Da piazza Tienanmen al carcere 

Nella primavera 1989 tornò dall’estero per partecipare alle proteste di piazza Tienanmen. Arrestato, rimase in carcere per 19 mesi. Nel gennaio 1991 fu condannato per “propaganda ed istigazione  controrivoluzionarie”, ma senza finire in carcere. Nell’ottobre del  1996 fu inviato a trascorrere tre anni in un campo di rieducazione a  causa delle sue critiche al partito comunista. Liu Xiaobo è stato presidente del ramo cinese dell’associazione  internazionale di scrittori Pen Club  fra il 2003 e il 2007,  quando fu nuovamente arrestato e interrogato in carcere a proposito di suoi articoli apparsi sui siti web stranieri. L’ultimo arresto risale al dicembre 2008 a causa della sua adesione ad un movimento per l’avvento della democrazia in Cina. Liu Xiaobo era il primo firmatario del manifesto di Charta 08, cui hanno aderito 330 intellettuali cinesi, che elencava una serie di riforme necessarie per una trasformazione democratica del paese asiatico. Il 25 dicembre  2009, Liu è stato condannato a 11 anni di carcere per “incitamento  alla sovversione dei poteri dello Stato”.

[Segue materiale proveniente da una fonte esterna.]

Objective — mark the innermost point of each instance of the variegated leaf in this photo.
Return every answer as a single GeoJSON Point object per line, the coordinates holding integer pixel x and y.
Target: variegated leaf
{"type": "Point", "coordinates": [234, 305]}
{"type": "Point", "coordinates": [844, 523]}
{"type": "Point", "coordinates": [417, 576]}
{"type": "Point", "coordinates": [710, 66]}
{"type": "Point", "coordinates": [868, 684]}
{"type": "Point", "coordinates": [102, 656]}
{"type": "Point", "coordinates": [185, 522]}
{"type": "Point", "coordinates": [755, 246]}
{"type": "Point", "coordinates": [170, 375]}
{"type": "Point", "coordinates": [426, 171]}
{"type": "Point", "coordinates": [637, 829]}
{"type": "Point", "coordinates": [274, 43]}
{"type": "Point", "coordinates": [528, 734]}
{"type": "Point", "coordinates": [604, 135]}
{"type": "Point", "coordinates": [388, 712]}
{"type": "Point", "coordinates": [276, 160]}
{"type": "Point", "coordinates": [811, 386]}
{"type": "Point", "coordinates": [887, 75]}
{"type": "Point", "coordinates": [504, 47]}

La medaglia del Nobel posata su una sedia vuota

Nel 2010 Liu ha ricevuto il premio Nobel per la pace  «per il suo impegno non violento a tutela dei diritti umani in Cina». Il diploma e la medaglia del premio Nobel vennero posate su una sedia  vuota, dato che il dissidente era in carcere. Pechino esercitò forti pressioni per evitare la premiazione di Liu, cui seguirono tensioni diplomatiche fra Cina e Norvegia. Fra gli sponsor della sua candidatura vi era l’ex presidente ceco Vaclav Havel, promotore di Charta 77, il manifesto di dissidenti cecoslovacchi a cui si erano  ispirati i firmatari di Charta 08. Sin dall’annuncio del premio, la moglie Liu Xia è stata posta agli arresti domiciliari nella sua casa di Pechino. Contro la donna non  sono mai state mosse accuse formali. Xia e Xiaobo si erano conosciuti  negli anni ottanta, quando entrambi erano sposati con altri partner e  frequentavano lo stesso giro di amici boehmien. Lui era un brillante  intellettuale donnaiolo, lei una giovane poetessa che lavorava come  funzionaria del governo. I loro due matrimoni naufragarono dopo il suo primo arresto. Quando lui fu rilasciato nacque il loro amore. «Ho  trovato tutta la bellezza del mondo in questa donna», confidò Xiao all’amico Mo Zhixu.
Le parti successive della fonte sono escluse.